L’essentiel est de ne pas deviner l’avenir. L’essentiel n’est pas de construire un plan financier qui dépend d’une seule entité, d’un seul réseau ou d’une seule hypothèse technologique.
Conclusion : L’argent change de forme, mais le FEU reste une mathématique
Les CBDC et la monnaie numérique peuvent changer la façon dont vous payez, dont vous accédez aux liquidités et dont la concurrence est organisée entre les banques, les réseaux de cartes, les portefeuilles et les banques centrales. Pour un plan FIRE, cela compte. Mais c’est plus important en termes d’infrastructure que de rentabilité.
Votre indépendance financière continuera de dépendre du fait de dépenser moins que ce que vous gagnez, d’investir de manière diversifiée, de contrôler les impôts, de vous protéger de l’inflation et de ne pas sous-estimer le risque de séquence. La nouveauté est que désormais il convient également de concevoir une architecture de liquidité : plusieurs canaux, plusieurs intermédiaires et suffisamment de marge pour qu’un problème opérationnel ne se transforme pas en vente forcée.
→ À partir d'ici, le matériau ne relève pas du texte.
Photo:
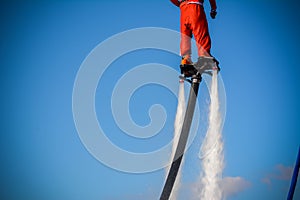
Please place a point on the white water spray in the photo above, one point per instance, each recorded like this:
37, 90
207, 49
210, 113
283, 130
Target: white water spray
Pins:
211, 151
177, 130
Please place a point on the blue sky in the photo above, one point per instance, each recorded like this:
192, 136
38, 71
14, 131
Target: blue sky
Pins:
42, 47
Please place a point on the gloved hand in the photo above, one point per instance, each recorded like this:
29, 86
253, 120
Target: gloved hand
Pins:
213, 13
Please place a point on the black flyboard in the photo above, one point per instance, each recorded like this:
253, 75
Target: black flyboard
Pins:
204, 65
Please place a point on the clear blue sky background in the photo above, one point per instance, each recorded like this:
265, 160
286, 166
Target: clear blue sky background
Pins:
43, 44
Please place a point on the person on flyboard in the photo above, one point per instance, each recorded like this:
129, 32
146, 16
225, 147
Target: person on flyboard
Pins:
193, 22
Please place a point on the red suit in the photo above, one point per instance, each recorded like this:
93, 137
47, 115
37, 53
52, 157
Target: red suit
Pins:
193, 22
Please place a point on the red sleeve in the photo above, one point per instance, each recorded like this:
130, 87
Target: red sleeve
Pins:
175, 2
213, 4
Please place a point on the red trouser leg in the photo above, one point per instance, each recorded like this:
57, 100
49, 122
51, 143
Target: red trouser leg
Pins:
193, 21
L’avenir de l’argent pourrait être plus numérique. Votre plan FIRE, en revanche, doit rester profondément réel : des actifs productifs, des liquidités accessibles et des chiffres qui survivent à des scénarios défavorables.
Sources officielles consultées : Étude sur les paiements de la Réserve fédérale 2025, Page de la Fed sur la CBDC, FAQ de la Fed sur les CBDC, Page de la BCE sur l’euro numérique, rapport de clôture de la phase de préparation de l’euro numérique, Discours de la BCE “L’argent à l’ère numérique” et Discours de la BCE sur les paiements numériques dans la zone euro.
Cet article est de nature éducative et ne constitue pas un conseil financier. Consultez un conseiller qualifié avant de prendre des décisions concernant votre patrimoine.